To promote vaccination, Renny has gotten creative. Young people heading to college are notoriously ambivalent about their healthcare and it can be tricky to ensure they receive the CDC’s recommended meningitis vaccine before their new life in their dorms.
So Renny initiated “shot parties” to immunize college-bound kids in their home. A parent gets a group of friends together and Renny organizes a clinic in the parent’s house to vaccinate all the students at the same time.
Renny has taken vaccination clinics to movie theatres, the Detroit Zoo, and major league baseball stadiums. She spends time bringing health screening and vaccination clinics to worksites. She also offers screenings for cholesterol, blood pressure, body fat, etc.
“It’s all about getting people to start thinking about where they are and what their numbers are and what they can do to either improve their numbers so that they are within normal range, or what they can do to keep themselves in those ranges,” she says. “It’s about educating about behaviors that can prevent future problems.”
Renny has to educate people every day, particularly to counter fear and distrust about vaccinations. She says that Americans no longer see the diseases such as polio that used to scare people. “But it’s a global world and every disease is one plane trip away,” she says. “As nurses, we get to educate people and help them see the value of that prevention.
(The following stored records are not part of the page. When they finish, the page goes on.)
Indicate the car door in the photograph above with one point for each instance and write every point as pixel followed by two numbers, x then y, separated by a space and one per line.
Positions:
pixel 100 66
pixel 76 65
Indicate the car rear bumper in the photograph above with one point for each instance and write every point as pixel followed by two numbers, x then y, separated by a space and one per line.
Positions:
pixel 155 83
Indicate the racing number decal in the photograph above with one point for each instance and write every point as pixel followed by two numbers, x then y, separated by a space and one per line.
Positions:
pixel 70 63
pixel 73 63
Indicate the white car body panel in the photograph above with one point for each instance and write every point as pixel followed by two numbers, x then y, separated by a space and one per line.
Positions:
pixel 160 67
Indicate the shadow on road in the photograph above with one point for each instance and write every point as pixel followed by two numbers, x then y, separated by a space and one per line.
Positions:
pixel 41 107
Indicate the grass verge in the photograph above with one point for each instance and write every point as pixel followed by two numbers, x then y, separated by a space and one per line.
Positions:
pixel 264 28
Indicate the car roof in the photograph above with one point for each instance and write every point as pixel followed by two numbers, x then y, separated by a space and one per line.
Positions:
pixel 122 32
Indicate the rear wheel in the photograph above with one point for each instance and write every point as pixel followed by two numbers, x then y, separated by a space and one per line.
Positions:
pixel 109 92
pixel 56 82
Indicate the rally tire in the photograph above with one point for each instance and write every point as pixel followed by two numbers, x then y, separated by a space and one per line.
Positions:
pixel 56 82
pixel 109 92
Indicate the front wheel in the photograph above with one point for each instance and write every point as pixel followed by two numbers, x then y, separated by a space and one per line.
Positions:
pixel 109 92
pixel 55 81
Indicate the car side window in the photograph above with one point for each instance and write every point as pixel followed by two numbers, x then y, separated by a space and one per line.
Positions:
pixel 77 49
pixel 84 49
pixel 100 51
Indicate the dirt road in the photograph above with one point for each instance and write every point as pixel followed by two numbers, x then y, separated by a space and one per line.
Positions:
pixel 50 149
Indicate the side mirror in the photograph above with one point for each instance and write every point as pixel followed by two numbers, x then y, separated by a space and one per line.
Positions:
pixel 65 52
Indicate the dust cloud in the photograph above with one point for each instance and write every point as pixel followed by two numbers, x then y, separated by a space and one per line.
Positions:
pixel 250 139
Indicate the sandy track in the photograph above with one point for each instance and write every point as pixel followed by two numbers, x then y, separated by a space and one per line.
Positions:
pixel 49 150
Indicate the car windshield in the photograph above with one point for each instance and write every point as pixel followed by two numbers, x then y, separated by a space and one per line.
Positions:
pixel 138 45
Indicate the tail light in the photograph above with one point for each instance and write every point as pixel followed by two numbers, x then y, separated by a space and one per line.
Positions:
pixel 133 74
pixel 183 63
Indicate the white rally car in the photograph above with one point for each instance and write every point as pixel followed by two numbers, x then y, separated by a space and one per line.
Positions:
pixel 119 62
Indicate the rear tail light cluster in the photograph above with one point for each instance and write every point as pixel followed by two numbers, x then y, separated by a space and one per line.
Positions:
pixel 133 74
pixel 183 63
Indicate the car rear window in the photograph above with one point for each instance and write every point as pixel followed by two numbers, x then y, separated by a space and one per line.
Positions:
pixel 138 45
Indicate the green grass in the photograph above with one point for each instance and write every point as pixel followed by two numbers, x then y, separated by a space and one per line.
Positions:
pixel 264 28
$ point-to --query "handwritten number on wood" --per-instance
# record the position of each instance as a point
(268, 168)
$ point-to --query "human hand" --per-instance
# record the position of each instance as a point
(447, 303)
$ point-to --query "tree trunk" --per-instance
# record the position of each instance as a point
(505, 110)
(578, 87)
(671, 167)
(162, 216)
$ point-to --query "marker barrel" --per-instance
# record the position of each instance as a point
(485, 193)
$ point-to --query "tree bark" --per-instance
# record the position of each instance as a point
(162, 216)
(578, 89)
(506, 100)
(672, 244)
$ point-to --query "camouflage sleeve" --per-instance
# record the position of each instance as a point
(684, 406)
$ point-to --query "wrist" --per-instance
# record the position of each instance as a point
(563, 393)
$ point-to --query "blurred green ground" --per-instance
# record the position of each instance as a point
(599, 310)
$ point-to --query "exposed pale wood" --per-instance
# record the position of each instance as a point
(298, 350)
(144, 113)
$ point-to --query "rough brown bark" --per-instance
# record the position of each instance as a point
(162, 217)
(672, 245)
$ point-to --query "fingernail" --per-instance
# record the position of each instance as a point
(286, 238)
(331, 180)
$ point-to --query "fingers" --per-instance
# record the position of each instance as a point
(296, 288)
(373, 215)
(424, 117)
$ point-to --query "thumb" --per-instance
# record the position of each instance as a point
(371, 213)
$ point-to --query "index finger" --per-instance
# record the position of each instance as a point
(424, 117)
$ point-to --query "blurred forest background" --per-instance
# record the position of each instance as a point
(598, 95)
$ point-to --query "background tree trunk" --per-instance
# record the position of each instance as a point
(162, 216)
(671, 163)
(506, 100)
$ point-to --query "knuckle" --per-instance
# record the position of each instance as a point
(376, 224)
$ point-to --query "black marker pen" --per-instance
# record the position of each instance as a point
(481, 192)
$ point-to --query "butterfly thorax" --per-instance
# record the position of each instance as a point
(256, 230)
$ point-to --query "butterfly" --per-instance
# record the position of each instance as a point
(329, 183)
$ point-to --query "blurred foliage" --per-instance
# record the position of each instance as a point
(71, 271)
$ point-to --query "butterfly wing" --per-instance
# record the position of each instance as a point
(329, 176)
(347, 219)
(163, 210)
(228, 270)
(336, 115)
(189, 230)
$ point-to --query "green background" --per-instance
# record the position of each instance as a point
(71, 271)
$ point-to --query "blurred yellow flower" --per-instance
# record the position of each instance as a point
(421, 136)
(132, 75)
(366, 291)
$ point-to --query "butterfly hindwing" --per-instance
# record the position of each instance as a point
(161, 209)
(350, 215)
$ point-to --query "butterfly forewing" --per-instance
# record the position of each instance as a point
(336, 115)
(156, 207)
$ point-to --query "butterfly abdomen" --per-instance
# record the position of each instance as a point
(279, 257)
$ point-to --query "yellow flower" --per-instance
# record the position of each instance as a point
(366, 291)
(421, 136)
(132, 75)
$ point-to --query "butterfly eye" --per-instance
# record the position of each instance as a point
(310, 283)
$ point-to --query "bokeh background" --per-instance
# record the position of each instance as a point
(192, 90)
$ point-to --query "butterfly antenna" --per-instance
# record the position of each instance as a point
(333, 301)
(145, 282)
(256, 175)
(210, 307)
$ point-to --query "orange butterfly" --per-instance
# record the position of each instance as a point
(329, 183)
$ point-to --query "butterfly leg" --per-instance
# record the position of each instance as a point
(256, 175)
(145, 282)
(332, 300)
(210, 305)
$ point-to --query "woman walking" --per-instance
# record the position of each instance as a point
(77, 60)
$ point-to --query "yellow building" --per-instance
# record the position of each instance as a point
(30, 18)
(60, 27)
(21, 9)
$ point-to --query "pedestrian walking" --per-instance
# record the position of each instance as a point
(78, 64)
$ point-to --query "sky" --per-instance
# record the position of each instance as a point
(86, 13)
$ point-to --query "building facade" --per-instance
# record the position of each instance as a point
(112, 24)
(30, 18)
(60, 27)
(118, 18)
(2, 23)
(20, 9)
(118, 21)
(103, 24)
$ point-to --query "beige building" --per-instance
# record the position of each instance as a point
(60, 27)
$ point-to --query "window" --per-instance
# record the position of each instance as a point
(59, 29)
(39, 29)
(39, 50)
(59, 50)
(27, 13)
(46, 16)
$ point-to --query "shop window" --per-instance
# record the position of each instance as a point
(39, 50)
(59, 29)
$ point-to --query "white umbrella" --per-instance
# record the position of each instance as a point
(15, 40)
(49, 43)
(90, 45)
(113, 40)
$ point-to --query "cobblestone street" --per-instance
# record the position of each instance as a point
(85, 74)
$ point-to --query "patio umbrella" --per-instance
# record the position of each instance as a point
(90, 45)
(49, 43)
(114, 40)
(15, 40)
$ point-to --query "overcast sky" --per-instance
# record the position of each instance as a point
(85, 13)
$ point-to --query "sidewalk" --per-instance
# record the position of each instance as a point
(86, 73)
Vaccinations are one of the best things we’ve done for ourselves as a preventative measure.”
“When I decided to become a nurse, people said to me, ‘why don’t you go to medical school?’” she says. “I said because as a nurse I get to care for you, I get to help you care for yourself. Physicians do that as well, but they have to focus on taking care of the immediate need. As nurses, we have that opportunity to help people care for themselves and that’s not just with the issue at hand, but helping them take care of themselves so they don’t have issues in the future.”